What more can be said about Madonna? After all, she is one of the most written about (and photographed) people in the world. I don’t know what shreds of news are left to be leaked, shared or otherwise sold.
The depressing consequence of books like Madonna is that the tawdriness level is off the scale. It is without surprise that the book dribbles in repeated stories and diva deconstruction. Most of the quotes come from recycled interviews from magazines and TV appearances. There are few revelations, most of which are insubstantial and only lightly discussed. And since Madonna had absolutely nothing to do with the book, the reader is left wondering if any so-called “exclusives” are actually true. (Morton estimates that Madonna’s worth is $300-600 million: talk about ballpark figures.)
The text of Madonna seems tired and tacky. As if we don’t already know, Morton spends nearly the entire book trying to convince us that Madonna is in supreme control of her career but so often out of control in her love life. More information about Madonna can be learned by watching her spectacular Drowned World Tour, where revelations of her life are imbedded in the theatrics. At the age of five Madonna’s mother died of breast cancer, leaving her, along with five brothers and sisters, alone. It was from these awful circumstances that Madonna had a burgeoning desire to become a superstar and to find a lover; yearned for the attention she never received when she was younger.
The highlights in Madonna are the wealth of unpublished photos and an occasional contribution from past lovers. Morton portrays the now Material Mom as an insecure manipulator so desperate for affection that she scared off some boyfriends, two-timed most of them and almost always made foolish choices.
Morton claims Madonna had two abortions: once with boyfriend Jellybean Benitez and the second during her relationship with Sean Penn. Both pregnancies were terminated because Madonna felt it would slow her career.
The tragic incident, according to Morton, that led Madonna to divorce Sean Penn occurred on the night of Dec. 29, 1988 when “Penn grabbed his wife, threw her down and sat on her, pinning her arms to the floor. In spite of her screams and tears he kept her like that for what she later told friends was about four hours.” Any hope of reconciliation died and a month later they were divorced.
Vanilla Ice, one of Madonna’s lovers in 1991, spoke candidly about his tryst with Madonna. “I was digging her, but there was a desperate neediness about her an impatience to get married,” he was quoted as saying. Then there’s her flame with Michael Jackson in 1991 that, “one of her lovers” confessed: “When they touched he would start giggling, like a little boy. Nothing happened because he was giggling so much.” Yet another “one of her former lovers” claims that her fling with JFK Jr. in 1987 failed because “he was just too nervous for them to click sexually.”
In the fall of 1978, according to old college friend Linda Alaniz, Madonna was sexually assaulted at knifepoint on a tenement rooftop. Morton recounts her horrific incident.

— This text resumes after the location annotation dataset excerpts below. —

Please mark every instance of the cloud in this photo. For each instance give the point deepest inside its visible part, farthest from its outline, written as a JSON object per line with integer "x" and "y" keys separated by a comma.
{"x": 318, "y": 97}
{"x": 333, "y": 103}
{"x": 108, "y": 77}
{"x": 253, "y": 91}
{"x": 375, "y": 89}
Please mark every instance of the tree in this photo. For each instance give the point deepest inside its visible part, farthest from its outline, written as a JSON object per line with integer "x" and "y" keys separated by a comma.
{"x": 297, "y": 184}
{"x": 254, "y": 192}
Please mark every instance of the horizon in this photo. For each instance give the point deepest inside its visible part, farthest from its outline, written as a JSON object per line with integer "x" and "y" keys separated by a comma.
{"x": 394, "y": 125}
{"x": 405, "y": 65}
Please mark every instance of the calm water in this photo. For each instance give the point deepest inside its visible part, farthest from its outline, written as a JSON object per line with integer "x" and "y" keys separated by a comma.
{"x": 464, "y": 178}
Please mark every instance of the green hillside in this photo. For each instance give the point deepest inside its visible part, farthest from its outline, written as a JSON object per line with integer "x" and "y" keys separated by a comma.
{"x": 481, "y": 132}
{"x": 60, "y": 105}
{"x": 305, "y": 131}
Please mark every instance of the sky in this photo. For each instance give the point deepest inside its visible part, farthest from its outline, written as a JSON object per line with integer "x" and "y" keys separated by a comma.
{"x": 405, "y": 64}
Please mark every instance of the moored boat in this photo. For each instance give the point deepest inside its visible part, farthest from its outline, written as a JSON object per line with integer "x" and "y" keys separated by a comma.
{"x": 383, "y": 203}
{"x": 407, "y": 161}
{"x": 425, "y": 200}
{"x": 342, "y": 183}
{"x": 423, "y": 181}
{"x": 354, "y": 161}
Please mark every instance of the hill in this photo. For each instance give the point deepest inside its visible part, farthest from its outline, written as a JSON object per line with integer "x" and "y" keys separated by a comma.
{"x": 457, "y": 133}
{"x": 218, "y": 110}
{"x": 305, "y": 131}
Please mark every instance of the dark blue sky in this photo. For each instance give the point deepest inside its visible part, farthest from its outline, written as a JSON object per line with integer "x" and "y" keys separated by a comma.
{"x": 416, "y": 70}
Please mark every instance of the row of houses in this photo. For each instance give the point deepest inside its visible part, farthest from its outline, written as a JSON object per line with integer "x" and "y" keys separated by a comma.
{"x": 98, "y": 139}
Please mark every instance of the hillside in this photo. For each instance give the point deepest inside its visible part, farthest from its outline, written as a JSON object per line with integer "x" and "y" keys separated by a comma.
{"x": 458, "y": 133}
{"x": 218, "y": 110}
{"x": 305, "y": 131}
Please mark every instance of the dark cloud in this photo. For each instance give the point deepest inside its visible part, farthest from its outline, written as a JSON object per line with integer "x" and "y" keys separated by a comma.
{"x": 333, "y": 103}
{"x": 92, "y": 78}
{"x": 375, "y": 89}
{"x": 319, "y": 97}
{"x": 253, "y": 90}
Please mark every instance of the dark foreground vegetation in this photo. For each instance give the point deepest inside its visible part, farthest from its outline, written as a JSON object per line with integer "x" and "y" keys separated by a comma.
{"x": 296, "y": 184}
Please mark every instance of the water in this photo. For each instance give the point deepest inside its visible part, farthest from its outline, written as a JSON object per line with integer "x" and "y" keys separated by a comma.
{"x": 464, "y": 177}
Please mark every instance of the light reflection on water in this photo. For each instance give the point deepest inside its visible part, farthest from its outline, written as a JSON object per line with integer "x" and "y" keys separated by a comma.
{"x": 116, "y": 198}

“When they reached the rooftop, the attacker forced Madonna at knife-point to perform oral sex on him. Almost paralyzed with fear, she obeyed, without a word, her assailant left as abruptly as he had appeared leaving her alone in a state of utter shock.”

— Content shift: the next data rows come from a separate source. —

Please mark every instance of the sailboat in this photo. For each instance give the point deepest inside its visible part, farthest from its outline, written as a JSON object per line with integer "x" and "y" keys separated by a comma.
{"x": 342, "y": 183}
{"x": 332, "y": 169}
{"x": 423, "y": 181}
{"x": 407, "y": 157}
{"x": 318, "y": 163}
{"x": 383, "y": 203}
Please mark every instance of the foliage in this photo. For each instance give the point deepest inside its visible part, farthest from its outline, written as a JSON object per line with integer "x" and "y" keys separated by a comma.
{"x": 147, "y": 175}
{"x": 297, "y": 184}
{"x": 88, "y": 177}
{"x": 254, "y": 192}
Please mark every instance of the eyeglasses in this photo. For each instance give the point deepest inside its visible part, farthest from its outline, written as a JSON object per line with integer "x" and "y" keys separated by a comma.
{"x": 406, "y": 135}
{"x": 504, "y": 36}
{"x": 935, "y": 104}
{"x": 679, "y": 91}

Madonna is no longer eager to open up her heart to the public. The birth of her first child in 1996 softened her image. That iron armor she wears around is necessary protection for prying paparazzi that snap photos and look for the dirtiest details at any expense. Unlike her wedding to Penn in 1987, her wedding to British film director Guy Ritchie last year was a heavily guarded affair; one in which the thousands of photographers who descended on Dornoch Cathedral (in Scotland) have yet to see a single photo materialize from the event.
In the end, Madonna only justifies that only an autobiography by the star herself (or at least a biography in which she may have a heavy hand in) would provide a close look into her mind. The pent up emotions and wild antics of a media starved soul and why she ultimately decided to use both her sexuality and her social and sexual codes as connecting with her audience may then finally be revealed.